Oregon Food Bank is offering assistance to people who are unsure if they are still qualified for SNAP benefits. (Courtesy of Oregon Food Bank)
Oregon Food Bank is offering assistance to people who are unsure if they are still qualified for SNAP benefits. (Courtesy of Oregon Food Bank)
March 14, 2016

PORTLAND, Ore. – Supplemental food benefits could end on April 1 for as many as 12,000 people in two Oregon counties.

Unemployed, able-bodied individuals without dependents between 18 and 49 in Multnomah and Washington counties will no longer be covered by extended benefits.

A waiver had been in place after the recession because of high unemployment, but employment in those two counties has improved enough to make them no longer eligible for the waiver.

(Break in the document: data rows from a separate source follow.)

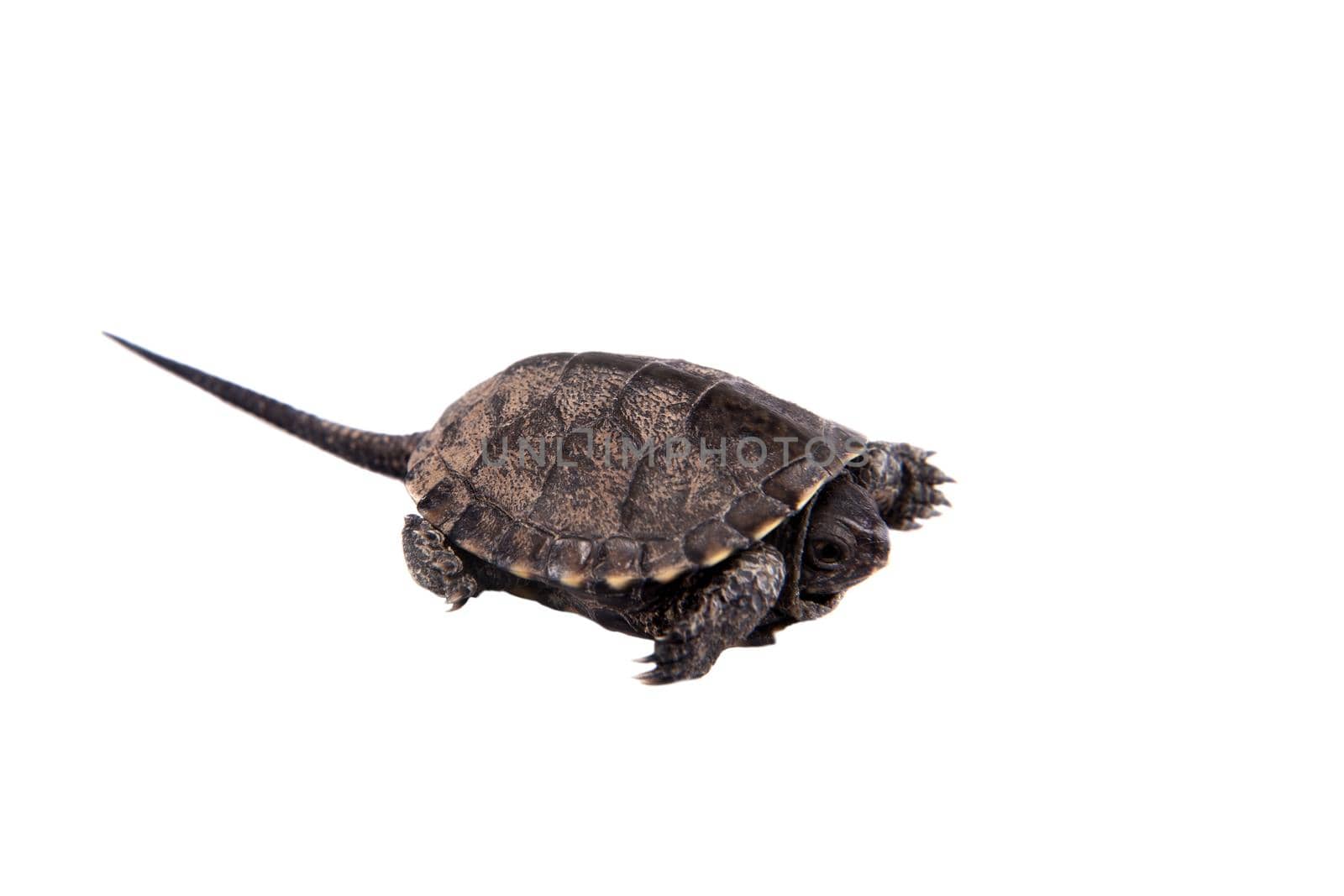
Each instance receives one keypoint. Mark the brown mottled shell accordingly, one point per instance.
(596, 516)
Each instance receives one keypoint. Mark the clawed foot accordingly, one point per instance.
(904, 484)
(678, 658)
(434, 566)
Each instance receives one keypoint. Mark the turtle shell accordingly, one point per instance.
(598, 472)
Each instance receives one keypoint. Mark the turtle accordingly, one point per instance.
(656, 497)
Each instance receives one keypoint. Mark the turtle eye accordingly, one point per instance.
(826, 553)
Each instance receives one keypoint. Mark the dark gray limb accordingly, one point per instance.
(433, 563)
(902, 483)
(718, 616)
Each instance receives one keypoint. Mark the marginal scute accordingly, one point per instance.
(617, 563)
(524, 550)
(444, 503)
(570, 560)
(712, 543)
(423, 474)
(756, 515)
(664, 560)
(480, 528)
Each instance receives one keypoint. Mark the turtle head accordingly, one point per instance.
(844, 542)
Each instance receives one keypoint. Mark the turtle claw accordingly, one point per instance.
(678, 660)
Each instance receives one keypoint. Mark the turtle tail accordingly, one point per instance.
(386, 454)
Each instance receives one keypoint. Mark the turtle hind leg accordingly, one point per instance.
(904, 483)
(716, 616)
(433, 563)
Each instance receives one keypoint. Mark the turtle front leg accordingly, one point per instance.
(902, 481)
(433, 563)
(718, 614)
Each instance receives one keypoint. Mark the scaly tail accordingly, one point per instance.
(386, 454)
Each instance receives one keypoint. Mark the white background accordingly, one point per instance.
(1088, 251)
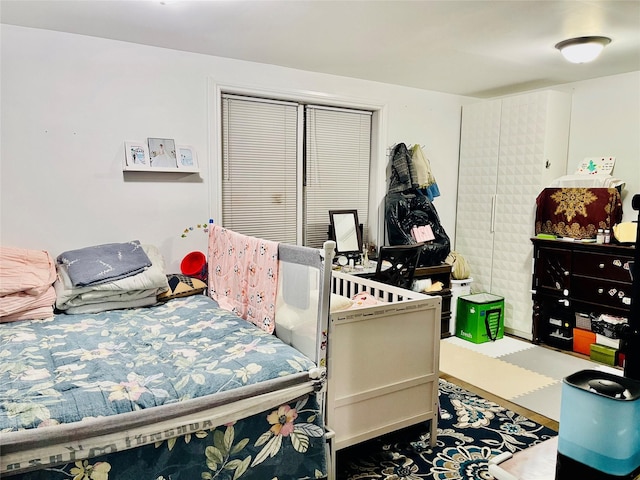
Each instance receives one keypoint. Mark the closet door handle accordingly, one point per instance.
(493, 213)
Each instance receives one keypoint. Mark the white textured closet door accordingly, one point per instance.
(520, 180)
(510, 150)
(477, 176)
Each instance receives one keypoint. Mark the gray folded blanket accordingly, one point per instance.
(104, 263)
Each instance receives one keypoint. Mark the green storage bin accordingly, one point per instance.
(480, 317)
(603, 354)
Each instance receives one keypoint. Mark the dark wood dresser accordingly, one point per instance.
(577, 279)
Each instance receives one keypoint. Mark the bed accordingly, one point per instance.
(181, 389)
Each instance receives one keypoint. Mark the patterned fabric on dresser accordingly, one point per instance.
(577, 212)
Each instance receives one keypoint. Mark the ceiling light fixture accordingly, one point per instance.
(582, 49)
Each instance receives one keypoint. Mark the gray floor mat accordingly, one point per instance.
(545, 401)
(548, 362)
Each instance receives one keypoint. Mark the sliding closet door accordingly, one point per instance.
(510, 150)
(533, 151)
(477, 177)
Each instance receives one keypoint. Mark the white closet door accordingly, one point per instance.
(522, 141)
(479, 150)
(510, 150)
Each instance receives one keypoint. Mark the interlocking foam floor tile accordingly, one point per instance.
(551, 363)
(490, 374)
(545, 401)
(499, 348)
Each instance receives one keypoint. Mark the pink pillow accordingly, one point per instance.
(364, 299)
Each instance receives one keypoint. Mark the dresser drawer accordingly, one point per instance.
(598, 290)
(609, 266)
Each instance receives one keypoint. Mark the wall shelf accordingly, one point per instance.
(127, 168)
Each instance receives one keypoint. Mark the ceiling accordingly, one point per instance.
(475, 48)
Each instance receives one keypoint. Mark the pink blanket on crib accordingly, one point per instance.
(243, 275)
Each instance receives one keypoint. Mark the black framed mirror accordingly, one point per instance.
(346, 232)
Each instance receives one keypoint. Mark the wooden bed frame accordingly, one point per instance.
(382, 362)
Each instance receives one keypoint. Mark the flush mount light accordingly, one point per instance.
(582, 49)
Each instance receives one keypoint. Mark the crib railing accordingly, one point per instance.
(348, 285)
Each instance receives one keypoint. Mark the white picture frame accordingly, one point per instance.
(162, 153)
(187, 157)
(137, 155)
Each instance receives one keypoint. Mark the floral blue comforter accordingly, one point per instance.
(74, 367)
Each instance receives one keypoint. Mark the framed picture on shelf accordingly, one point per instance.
(162, 153)
(136, 154)
(187, 157)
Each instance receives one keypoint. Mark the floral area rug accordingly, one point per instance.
(471, 430)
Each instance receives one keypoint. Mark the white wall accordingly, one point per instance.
(69, 103)
(605, 121)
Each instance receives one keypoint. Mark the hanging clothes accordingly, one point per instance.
(403, 172)
(424, 175)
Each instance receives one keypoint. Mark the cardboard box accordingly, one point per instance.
(603, 354)
(582, 340)
(480, 317)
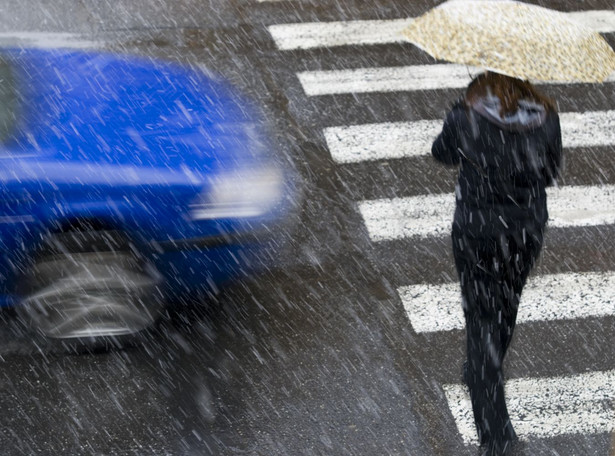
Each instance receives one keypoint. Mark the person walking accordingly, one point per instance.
(505, 137)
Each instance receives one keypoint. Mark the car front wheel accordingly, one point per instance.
(89, 286)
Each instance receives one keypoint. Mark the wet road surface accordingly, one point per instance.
(318, 356)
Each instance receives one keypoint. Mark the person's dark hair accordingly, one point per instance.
(509, 90)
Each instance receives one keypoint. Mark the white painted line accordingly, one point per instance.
(432, 308)
(384, 141)
(390, 79)
(308, 35)
(546, 407)
(330, 34)
(432, 215)
(46, 40)
(386, 79)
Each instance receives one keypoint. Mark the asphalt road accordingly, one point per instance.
(317, 356)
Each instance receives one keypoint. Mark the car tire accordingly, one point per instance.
(89, 290)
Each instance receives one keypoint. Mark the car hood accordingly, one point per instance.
(75, 106)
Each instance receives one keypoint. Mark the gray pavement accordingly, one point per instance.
(316, 357)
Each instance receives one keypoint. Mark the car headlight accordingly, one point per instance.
(245, 193)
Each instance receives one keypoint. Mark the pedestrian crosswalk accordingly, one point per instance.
(358, 143)
(540, 407)
(431, 215)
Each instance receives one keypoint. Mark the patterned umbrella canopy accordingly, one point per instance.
(513, 38)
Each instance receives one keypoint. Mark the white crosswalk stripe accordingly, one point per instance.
(546, 407)
(390, 79)
(540, 407)
(433, 308)
(310, 35)
(432, 215)
(383, 141)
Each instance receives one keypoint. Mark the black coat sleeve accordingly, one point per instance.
(554, 149)
(445, 148)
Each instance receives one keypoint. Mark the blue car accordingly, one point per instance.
(125, 181)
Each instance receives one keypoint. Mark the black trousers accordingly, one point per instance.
(492, 272)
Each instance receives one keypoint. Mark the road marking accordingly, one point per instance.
(390, 79)
(431, 308)
(383, 141)
(330, 34)
(308, 35)
(46, 40)
(546, 407)
(432, 215)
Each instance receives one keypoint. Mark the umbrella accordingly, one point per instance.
(513, 38)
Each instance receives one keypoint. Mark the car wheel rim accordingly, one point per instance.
(93, 294)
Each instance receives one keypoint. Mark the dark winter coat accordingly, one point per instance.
(505, 165)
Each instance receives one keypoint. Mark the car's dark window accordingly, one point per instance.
(8, 100)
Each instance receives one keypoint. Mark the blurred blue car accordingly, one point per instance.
(125, 181)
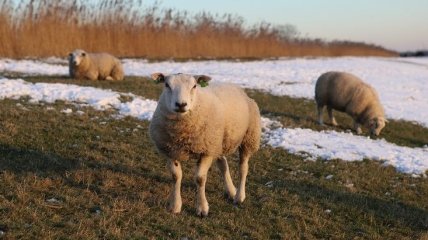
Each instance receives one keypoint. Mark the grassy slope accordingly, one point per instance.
(110, 183)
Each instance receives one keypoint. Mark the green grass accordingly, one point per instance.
(107, 181)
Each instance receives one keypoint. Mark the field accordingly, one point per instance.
(70, 167)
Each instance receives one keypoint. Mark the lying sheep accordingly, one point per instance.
(207, 124)
(94, 66)
(347, 93)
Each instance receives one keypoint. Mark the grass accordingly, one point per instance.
(133, 29)
(92, 176)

Belit Burke, manager of the Supplemental Nutrition Assistance Program, or SNAP, is notifying people who are in danger of losing their benefit at the end of the month.

"We're trying in two different levels to help them meet the exemption criteria if they do, and help them also know about the employment and training opportunities that are available to them to help them get to work, if that's something that they are ready to do," she explains.

If individuals work for 80 hours a month, they can continue to receive SNAP benefits.

The Department of Human Services is offering job training and apprentice programs to help people meet the work requirement.

Jeff Kleen, a public policy advocate with the Oregon Food Bank, is hoping his organization can fill the gap for people who lose the benefit.

"We fully expect that they will be turning to the Oregon Food Bank network for assistance when on average they're going to lose about $190 a month in SNAP benefits,” he states. “That's far more than we can make up, but we'll certainly do our best."

Kleen says it's important to remember that the program reaches a lot of people in Oregon. About 1 in 5 receive food benefits.

Kleen is not happy with the cutback. He says this is Congress' third cut to the program in the last two years.

"It continues to stigmatize people living in poverty,” he states. “The economy is recovering, but for a large segment of the population, they're still struggling to make end's meet."